Allegations of sexual assault on campus have been turned into a political minefield. Conservatives tend to worry that the rights of the accused are eroded and they do not have a fair chance to address the accusation, while progressives are concerned only with the rights of the accusers, one elected official even going so far as to suggest that if there is even likelihood that the accusations are correct, the accused should be thrown out of college without due process.
But a must-read article in Commentary focuses on another aspect of the problem: how colleges and universities can lessen the need for painful trials by reducing the number of sexual couplings under the influence of alcohol. Turns out that social limits and limits on alcohol consumption can have a profound effect.
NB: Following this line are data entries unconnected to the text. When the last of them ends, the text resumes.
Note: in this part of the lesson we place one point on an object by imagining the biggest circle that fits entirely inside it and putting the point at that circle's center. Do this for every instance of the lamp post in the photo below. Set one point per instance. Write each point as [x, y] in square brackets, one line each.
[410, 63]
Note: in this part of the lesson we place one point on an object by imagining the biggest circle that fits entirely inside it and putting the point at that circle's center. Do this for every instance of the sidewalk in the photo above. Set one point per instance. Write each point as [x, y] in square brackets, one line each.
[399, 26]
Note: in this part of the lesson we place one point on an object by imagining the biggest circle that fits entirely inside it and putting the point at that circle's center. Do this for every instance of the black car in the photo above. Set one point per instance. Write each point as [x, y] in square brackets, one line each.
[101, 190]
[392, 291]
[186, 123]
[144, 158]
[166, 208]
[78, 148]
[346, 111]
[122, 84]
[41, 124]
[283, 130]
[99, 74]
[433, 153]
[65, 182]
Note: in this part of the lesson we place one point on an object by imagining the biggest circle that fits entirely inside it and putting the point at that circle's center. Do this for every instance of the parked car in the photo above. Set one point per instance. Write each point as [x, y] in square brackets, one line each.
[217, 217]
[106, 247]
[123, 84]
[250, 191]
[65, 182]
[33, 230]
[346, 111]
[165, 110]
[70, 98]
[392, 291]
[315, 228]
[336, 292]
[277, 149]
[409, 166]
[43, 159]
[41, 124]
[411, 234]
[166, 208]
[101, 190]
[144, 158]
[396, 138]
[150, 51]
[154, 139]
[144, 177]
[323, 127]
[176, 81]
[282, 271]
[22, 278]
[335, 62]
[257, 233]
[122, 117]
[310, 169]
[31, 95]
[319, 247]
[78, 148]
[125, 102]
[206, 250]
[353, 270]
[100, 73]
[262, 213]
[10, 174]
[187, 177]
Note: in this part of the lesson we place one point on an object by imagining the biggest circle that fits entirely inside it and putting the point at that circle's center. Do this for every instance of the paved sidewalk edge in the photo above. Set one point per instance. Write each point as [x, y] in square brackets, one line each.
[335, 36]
B. Richardson and J. Shields conducted a study that found out that when there are regulations limiting alcohol consumption, no coed dorms, and restrictions on sleepovers in dorms not one's own, the number of accusations of assaults go down. Whoda thunk it?
They collected data on every college ranked in the U.S. News and World Report college guide for 2015. They looked at alcohol policies and opposite sex sleepover policies. They correlated this with sexual assault data.
Here is what we found: In recent years, assault rates have been 3.1 to 4.4 times higher at the most permissive colleges and universities than at their more restrictive counterparts (see Table 1). That difference is substantial.
Consider two campuses—one permissive, the other restrictive—that both house 3,000 female undergraduates in their residence halls. The permissive campus is likely to receive somewhere between 65 and 100 more reports of sexual assault over a 10-year period.
One possible objection to our findings might be that these differences reflect underreporting of sexual assaults at conservative and religious colleges. But while it is true that such underreporting has been an issue on college campuses generally, there is no systematic evidence to suggest a plague of it at conservative or religious campuses in particular. In fact, our evidence shows that reports of sexual assault have been climbing at all types of colleges, including at regulated and religious ones. The fact that reports have increased everywhere suggests that colleges of all stripes and the students enrolled in them are responding to the heightened national awareness about sexual assault.
Other studies support this conclusion. A 2009 study by the Center for Public Integrity profiled many permissive colleges with serious underreporting problems, including the University of Colorado, Eastern Michigan University, Florida State, West Virginia University, and Yale. And a 2002 Justice Department study on reporting profiled eight campuses, including two with restrictive social policies: West Virginia State University (dry) and Oklahoma State University (guest ban). While the Justice Department study praised these two colleges for the way they reported and adjudicated cases of sexual assault, it was critical of some of the permissive colleges it profiled. The study, for example, found that the reporting protocols at no-prohibitions UCLA “need[ed] to be tighter in terms of capturing all . . . cases of rape and sexual assault.”
It is true that assault rates are generally lower at religious colleges. But the profession or practice of religion itself does not appear to diminish violence very much.
Nonetheless, the same Justice Department suggested that dry policies might actually depress the number of assault reports. “If student victims know that they are in violation of a policy forbidding the use of drugs or alcohol,” the study read, “this might make them fearful to report a sexual assault.” Its own subsequent research undermined this conjecture. A 2007 DOJ study found that victims who had been incapacitated by drugs or alcohol were much less likely to report assaults, often because they did not consider their memory of the incident good enough to offer a credible report or because they were unsure about whether a crime occurred. Logically, then, the problem of unreported assaults may be especially acute at campuses that do a poor job of controlling alcohol consumption.
The solution to the problem of alcohol-fueled sex on campus isn't to erode civil rights but to have more sensible policies governing alcohol–and sleepovers.
It's an important article and anyone interested in sexual assault on campus, especially children who are going to be picking colleges in the next few years, should read it.